5. A precision seven-roll calendering device according to claim 4, characterized in that, It also includes a ejector pin that passes through the top beam of the annular frame; the inner end of the ejector pin abuts against the top of the rolling block mounting plate in the upper needle roller assembly.

6. A precision seven-roll calendering device according to claim 4, characterized in that, Each bearing housing has an upper needle roller assembly on top and a lower needle roller assembly on the bottom.
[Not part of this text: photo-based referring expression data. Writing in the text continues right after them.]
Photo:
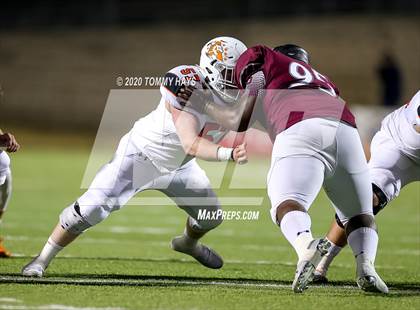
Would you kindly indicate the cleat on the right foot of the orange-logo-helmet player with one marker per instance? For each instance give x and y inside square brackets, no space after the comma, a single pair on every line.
[203,254]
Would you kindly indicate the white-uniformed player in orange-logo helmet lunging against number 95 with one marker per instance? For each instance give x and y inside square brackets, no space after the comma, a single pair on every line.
[159,153]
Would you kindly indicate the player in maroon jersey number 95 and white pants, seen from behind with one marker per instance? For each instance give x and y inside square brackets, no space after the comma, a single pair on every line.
[316,144]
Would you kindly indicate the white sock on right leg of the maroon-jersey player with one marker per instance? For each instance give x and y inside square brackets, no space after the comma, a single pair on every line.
[364,240]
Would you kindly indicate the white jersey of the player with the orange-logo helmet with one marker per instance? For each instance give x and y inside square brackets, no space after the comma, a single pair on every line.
[155,134]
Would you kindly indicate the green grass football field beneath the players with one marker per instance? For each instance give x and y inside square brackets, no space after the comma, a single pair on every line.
[125,262]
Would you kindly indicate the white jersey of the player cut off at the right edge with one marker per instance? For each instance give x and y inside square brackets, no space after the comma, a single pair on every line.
[399,125]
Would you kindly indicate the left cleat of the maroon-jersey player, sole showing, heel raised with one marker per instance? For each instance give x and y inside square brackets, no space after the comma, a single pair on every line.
[306,266]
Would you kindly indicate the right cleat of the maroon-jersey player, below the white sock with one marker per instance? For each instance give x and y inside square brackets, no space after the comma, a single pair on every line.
[367,277]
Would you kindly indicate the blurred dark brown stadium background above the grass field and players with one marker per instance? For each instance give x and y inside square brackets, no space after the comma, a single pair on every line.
[59,59]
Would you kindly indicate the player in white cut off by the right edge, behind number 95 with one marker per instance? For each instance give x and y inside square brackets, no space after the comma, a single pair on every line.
[394,163]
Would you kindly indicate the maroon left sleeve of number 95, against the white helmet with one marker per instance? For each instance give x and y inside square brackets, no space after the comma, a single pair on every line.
[250,62]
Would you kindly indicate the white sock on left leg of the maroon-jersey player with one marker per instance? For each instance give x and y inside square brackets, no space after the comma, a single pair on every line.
[296,227]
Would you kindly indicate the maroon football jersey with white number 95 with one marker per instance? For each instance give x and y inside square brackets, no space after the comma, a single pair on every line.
[293,90]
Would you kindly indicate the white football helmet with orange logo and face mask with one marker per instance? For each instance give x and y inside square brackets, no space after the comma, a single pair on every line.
[217,61]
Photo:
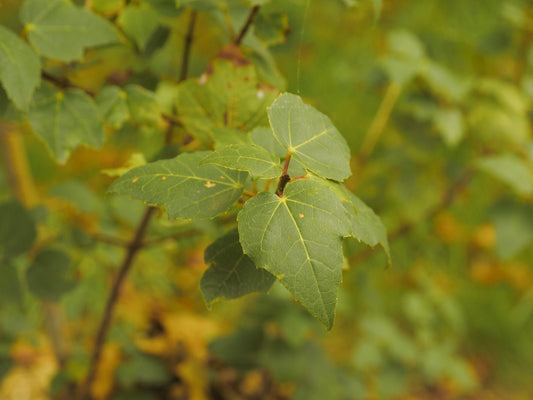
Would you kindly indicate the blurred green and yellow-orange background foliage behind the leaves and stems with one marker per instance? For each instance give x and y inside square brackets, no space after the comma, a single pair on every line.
[435,99]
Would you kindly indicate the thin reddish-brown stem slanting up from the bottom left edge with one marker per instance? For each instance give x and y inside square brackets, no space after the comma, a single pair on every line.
[103,329]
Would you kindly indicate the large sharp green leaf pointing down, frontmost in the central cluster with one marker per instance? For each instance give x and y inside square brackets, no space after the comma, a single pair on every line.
[298,238]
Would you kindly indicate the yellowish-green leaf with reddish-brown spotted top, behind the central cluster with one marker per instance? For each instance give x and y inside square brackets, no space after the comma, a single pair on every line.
[230,97]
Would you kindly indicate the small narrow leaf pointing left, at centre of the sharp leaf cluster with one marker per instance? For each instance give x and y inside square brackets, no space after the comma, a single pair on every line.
[246,157]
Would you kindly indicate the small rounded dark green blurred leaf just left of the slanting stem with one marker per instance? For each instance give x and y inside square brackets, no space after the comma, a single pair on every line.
[50,275]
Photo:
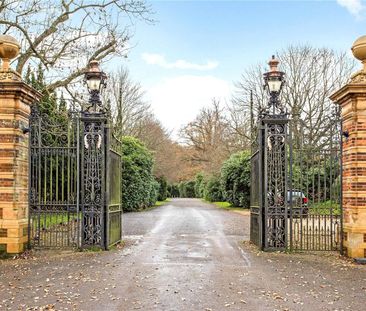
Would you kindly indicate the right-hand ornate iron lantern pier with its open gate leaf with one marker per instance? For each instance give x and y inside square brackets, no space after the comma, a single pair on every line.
[269,208]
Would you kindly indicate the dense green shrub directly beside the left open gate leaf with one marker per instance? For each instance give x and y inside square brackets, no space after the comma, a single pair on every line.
[139,188]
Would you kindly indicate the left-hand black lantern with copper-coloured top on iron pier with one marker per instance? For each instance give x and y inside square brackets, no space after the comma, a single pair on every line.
[96,81]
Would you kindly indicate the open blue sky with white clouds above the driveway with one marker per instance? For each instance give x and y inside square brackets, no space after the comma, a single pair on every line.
[197,49]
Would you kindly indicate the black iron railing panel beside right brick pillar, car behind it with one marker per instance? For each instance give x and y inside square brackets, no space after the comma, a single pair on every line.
[315,177]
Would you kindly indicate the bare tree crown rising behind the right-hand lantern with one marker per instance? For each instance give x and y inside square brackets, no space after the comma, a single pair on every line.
[312,74]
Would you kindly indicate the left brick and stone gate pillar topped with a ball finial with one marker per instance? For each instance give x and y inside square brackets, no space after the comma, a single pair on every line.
[15,100]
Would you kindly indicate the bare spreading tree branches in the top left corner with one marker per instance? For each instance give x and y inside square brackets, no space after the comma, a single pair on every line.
[65,35]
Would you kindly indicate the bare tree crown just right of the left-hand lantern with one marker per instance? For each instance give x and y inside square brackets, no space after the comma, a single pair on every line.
[128,107]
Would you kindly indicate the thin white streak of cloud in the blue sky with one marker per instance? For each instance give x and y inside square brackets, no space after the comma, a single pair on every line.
[158,59]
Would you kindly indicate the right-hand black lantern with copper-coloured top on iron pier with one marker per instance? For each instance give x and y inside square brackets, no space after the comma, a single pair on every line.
[273,82]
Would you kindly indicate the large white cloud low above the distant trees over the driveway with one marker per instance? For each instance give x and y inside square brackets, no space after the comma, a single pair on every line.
[177,101]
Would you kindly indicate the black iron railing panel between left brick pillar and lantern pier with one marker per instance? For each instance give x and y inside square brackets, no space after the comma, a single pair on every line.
[54,215]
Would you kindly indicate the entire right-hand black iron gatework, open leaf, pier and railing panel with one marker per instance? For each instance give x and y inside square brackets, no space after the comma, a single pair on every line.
[296,186]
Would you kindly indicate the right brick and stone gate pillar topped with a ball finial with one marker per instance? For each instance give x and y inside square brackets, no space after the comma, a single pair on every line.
[352,99]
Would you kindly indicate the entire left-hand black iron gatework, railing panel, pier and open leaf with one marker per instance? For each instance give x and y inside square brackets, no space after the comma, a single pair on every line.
[74,181]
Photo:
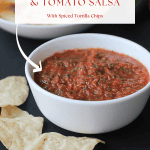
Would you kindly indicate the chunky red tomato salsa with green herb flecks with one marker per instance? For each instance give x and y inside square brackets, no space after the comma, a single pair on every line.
[92,74]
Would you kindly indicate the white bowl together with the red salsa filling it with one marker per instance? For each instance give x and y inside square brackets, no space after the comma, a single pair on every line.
[90,83]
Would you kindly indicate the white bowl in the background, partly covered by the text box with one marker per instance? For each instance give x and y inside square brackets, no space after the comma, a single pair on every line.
[42,31]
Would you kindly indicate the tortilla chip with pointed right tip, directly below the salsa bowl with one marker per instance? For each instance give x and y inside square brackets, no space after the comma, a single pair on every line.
[56,141]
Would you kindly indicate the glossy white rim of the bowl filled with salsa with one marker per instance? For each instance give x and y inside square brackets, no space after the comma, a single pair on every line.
[92,103]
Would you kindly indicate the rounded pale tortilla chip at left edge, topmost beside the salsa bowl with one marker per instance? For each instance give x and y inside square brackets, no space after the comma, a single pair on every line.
[13,91]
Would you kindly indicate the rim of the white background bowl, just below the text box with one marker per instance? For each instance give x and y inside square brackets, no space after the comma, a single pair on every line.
[36,26]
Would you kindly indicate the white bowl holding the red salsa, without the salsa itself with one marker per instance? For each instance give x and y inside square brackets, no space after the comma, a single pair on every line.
[89,116]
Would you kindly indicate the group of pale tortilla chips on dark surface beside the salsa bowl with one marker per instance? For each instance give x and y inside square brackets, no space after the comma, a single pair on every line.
[21,131]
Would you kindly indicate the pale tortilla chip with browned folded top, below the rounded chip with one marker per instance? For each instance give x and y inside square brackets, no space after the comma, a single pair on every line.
[18,129]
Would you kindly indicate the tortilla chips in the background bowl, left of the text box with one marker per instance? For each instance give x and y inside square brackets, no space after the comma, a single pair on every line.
[7,10]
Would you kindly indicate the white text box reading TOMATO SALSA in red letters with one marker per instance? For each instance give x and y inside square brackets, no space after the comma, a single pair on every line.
[38,14]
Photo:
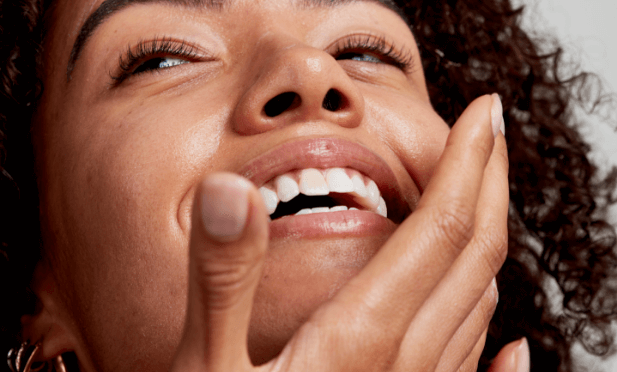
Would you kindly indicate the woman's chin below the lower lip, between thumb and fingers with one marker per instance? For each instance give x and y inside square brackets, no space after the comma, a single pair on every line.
[298,277]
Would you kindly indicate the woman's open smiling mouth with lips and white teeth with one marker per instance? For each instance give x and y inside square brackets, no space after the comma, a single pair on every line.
[320,177]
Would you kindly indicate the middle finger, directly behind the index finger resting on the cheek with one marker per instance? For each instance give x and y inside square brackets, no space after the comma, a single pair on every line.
[465,283]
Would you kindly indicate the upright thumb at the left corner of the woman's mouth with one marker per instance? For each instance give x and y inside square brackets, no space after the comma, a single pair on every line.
[228,243]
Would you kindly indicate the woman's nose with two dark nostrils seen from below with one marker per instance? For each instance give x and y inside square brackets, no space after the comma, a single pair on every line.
[298,84]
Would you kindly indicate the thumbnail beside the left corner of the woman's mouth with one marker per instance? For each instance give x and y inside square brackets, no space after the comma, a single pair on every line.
[224,206]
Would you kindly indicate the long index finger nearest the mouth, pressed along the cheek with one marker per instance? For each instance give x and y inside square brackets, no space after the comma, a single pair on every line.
[374,310]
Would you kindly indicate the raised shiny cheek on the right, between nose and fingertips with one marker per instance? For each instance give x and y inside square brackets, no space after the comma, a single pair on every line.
[413,131]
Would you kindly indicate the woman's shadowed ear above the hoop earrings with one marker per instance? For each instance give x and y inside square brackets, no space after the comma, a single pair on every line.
[50,324]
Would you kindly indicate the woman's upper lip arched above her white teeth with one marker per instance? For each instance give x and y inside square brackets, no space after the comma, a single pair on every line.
[327,153]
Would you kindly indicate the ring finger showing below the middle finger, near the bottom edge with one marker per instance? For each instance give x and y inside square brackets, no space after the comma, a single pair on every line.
[465,347]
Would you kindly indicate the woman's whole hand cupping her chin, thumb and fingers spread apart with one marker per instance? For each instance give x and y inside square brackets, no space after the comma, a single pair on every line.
[423,303]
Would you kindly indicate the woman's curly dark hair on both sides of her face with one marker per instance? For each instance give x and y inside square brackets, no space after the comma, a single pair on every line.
[558,285]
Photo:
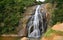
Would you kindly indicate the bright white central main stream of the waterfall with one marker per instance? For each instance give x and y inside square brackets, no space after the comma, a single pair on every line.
[36,31]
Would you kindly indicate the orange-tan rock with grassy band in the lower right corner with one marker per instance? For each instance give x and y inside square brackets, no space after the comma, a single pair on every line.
[57,34]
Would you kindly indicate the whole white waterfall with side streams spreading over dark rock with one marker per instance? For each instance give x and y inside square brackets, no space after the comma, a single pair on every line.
[35,24]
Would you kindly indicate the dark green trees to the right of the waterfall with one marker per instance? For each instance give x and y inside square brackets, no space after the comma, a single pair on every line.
[57,14]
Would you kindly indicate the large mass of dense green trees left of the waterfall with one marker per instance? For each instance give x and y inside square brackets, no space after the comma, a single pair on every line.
[11,12]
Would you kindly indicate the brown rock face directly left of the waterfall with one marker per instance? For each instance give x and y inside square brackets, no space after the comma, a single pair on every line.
[22,30]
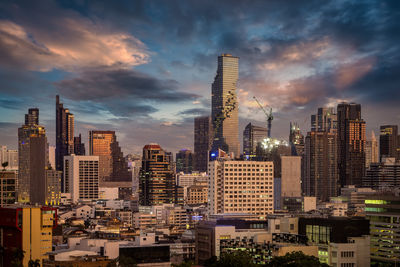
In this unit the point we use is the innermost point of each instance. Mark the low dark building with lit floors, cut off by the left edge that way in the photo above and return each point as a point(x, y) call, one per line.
point(8, 187)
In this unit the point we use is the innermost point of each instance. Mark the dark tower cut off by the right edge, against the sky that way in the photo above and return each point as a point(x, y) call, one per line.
point(388, 141)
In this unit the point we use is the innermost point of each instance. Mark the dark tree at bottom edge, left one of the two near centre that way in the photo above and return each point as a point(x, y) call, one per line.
point(233, 259)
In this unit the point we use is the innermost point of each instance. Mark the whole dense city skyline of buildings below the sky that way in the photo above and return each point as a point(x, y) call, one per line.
point(331, 194)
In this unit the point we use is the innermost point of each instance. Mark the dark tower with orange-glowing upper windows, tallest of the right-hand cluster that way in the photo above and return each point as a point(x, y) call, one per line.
point(351, 144)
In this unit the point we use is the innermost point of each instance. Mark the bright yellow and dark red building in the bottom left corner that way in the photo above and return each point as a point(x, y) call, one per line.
point(28, 229)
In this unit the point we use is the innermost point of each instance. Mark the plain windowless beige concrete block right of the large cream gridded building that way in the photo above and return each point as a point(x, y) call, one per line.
point(291, 176)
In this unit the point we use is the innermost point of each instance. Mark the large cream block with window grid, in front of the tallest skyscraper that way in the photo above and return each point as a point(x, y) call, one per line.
point(241, 187)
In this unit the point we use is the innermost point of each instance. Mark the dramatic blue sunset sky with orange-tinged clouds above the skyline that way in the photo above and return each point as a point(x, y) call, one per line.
point(145, 68)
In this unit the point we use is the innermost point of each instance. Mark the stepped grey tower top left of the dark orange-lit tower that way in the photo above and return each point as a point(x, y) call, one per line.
point(324, 121)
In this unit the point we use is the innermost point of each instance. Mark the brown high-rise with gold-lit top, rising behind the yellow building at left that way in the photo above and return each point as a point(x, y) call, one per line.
point(33, 162)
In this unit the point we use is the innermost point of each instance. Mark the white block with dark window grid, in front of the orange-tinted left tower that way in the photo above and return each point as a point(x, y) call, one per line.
point(81, 177)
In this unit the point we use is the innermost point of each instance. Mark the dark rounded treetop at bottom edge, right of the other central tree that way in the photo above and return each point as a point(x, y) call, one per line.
point(294, 259)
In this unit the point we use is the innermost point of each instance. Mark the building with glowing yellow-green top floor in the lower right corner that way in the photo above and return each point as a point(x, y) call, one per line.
point(383, 211)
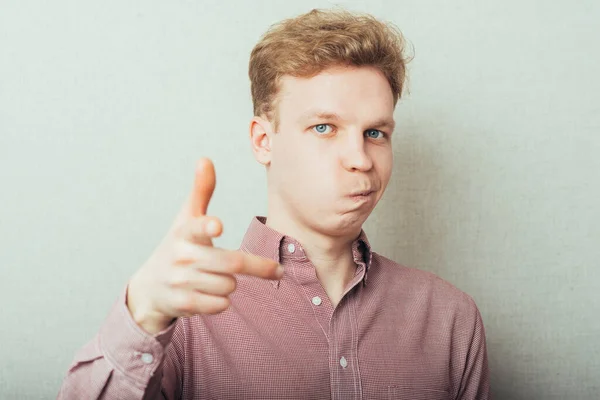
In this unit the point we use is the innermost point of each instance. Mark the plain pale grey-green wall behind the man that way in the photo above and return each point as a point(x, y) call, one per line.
point(105, 106)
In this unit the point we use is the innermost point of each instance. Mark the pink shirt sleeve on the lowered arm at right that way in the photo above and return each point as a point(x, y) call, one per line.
point(475, 382)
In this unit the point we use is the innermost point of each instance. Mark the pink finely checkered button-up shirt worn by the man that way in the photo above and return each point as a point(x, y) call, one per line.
point(402, 333)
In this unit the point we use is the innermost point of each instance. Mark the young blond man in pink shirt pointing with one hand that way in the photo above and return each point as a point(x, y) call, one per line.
point(305, 309)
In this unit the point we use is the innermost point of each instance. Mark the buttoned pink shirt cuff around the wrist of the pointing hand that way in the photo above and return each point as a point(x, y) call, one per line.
point(130, 349)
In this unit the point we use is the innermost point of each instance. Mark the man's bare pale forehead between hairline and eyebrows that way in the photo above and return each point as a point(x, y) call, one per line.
point(350, 92)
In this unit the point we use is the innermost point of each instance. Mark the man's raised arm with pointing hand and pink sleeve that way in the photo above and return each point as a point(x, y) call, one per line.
point(138, 352)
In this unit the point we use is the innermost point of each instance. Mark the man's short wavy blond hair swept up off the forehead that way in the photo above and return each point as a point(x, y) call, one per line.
point(309, 43)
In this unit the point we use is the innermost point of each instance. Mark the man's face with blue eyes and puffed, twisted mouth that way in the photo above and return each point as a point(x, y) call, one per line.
point(334, 141)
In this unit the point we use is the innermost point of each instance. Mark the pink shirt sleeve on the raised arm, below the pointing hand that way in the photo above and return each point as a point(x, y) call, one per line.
point(123, 361)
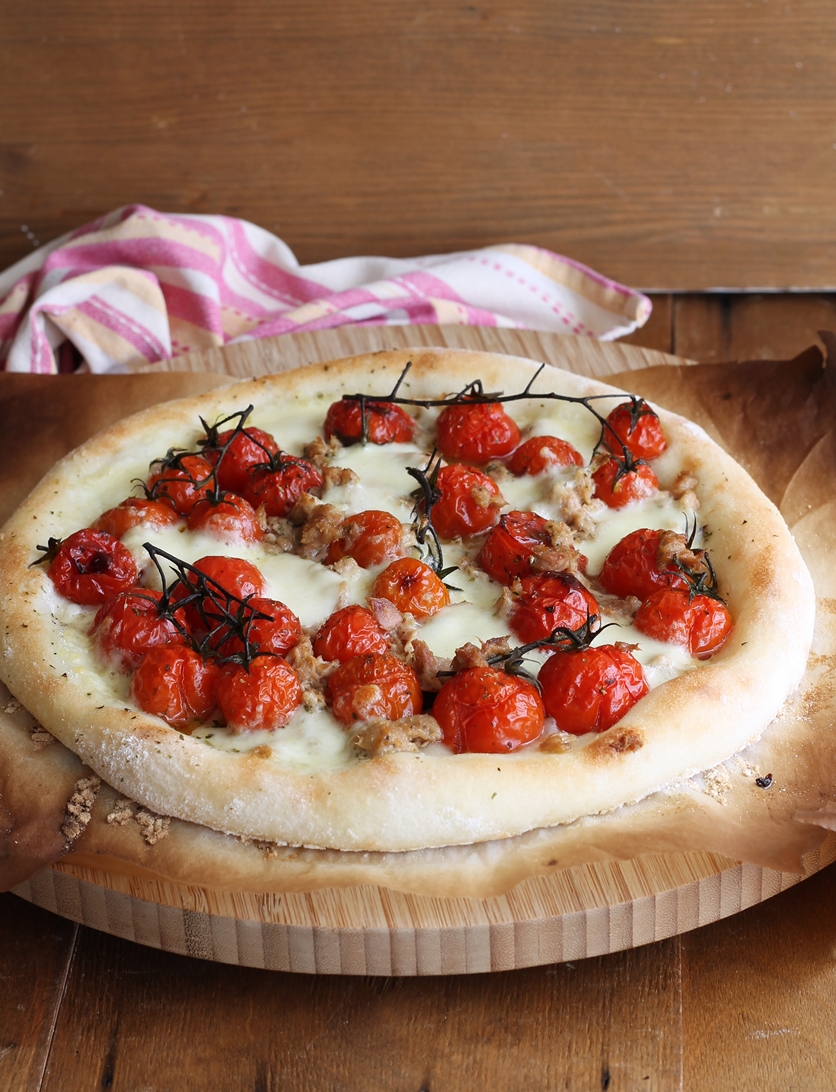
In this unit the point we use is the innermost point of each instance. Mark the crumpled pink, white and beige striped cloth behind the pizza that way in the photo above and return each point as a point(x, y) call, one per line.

7. A precision seven-roll calendering device according to claim 2, characterized in that, The cylinder mounting plate is also equipped with a belt sprocket connected to its bearing.

8. A precision seven-roll calendering device according to claim 1, characterized in that, The inner side of the side beam of the annular frame is also provided with a second servo hydraulic cylinder; the cylinder barrel of the second servo hydraulic cylinder is fixedly installed on the side beam, and the piston rod is installed on the bearing seat at the end.

9. A precision seven-roll calendering device according to claim 1, characterized in that, The outer side of the annular frame is provided with a baffle assembly; each bearing seat corresponds to two baffle assemblies; the bearing seat is located between two baffle assemblies; the baffle assembly includes a stop block and a cam bearing mounted on the stop block; the cam bearing abuts against the bearing seat.